- Charlie Harper: [tired of arguing with Jake] This conversation's over.
- Jake Harper: Not if I keep talking.
- Judith Harper: Well, you could have picked up the phone and given me a heads-up.
- Alan Harper: Pick up the phone? Judith, I needed barbecue tongs to take a leak!
- Jake Harper: [Charlie and Jake are eating at a Clucky's restaurant in the Watts district] This isn't the Clucky's my mom takes me to.
- Charlie Harper: [annoyed] No kidding.
- Jake Harper: Where are we, anyway?
- Charlie Harper: It's called Watts.
- [a big, intimidating black man walks past their table and Charlie nervously smiles, but grows scared]
- Charlie Harper: Now, hurry up and finish your chicken!
- Jake Harper: Can I go back up and get some Cajun Clucky's?
- Charlie Harper: No, eat what you got.
- Jake Harper: But I like the Cajun Clucky's better.
- Charlie Harper: Then, why did you order the Regular Clucky's?
- Jake Harper: Because I forgot I liked the Cajun Clucky's.
- Charlie Harper: [annoyed] Oh, just eat the freaking chicken!
- Jake Harper: Fine. By the way, why do you say "freaking"? I know what you mean, I'm not a little kid anymore.
- Charlie Harper: [aggravated] Eat! Don't talk! EAT!
- [his outburst quiets the restaurant, resulting in everyone giving Charlie dirty looks. He looks at another black guy sitting across from him]
- Charlie Harper: 'Sup?
- Jake Harper: Hey, don't just talk about me like I'm not here.
- Charlie Harper: Keep yapping and you won't be.
- Betsy: I'm Betsy.
- Charlie Harper: [shaking her hand] Charlie.
- Jake Harper: Jake.
- Charlie Harper: Nobody asked you.
- Jake Harper: I was right. The Cajun Clucky's is way better.
- Charlie Harper: [annoyed] I'll notify Zagat's.
- Jake Harper: Hey, could we stop at the video store before we get some ice cream?
- Charlie Harper: Who said we're stopping at the video store?
- Jake Harper: I want to rent the new Final Fantasy.
- Charlie Harper: Yeah, well, I want my $80,000 Mercedes *not* to smell like chicken, but life's full of little disappointments.
- Jake Harper: Okay, forget the ice cream.
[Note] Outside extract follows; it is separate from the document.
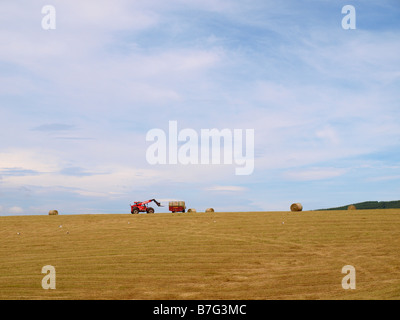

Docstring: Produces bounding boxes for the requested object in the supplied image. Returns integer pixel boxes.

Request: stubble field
[0,209,400,300]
We'll just stop at the video store.
- Charlie Harper: Jake, I'm tired. I've got a headache. I just paid $100 to get my car back from the chicken valet and I want to go home.
- Jake Harper: Oh, come on! It'll only take a minute!
- Charlie Harper: Look, Jake, you might be able to bully your parents into doing whatever you want, but when *I* say no, that's it!
- Jake Harper: All right, I guess I won't have a video game to play this weekend.
- Charlie Harper: Exactly. You'll find something else to do.
- Jake Harper: Right. It'll be just you and me.
- [Charlie thinks about that and decides to go to the video store, after all]
- Jake Harper: [Charlie and Jake show up at Judith's house] What are we doing here?
- Charlie Harper: I'm taking you back to your mother.
- Jake Harper: Why?
- Charlie Harper: Why? I'll tell you why. Because you're no fun anymore. Because the whole "isn't he cute?" thing is over and I'll tell you something else: if this is just a prelude to what you're gonna be like as a teenager, then we've got a serious problem!
- Jake Harper: [annoyed] Whatever.
- Charlie Harper: You see? Right there! That attitude does *not* fly with me!
- Jake Harper: Whatever.
- Charlie Harper: [Charlie begins developing chest pains and holds his chest] God, I hope that's the chicken.
- Jake Harper: Shh! I'm trying to concentrate.
- Charlie Harper: Don't shush me. Never shush me!
- Jake Harper: Whatever.
- Charlie Harper: [Charlie starts holding his chest in pain, again] Please be the chicken.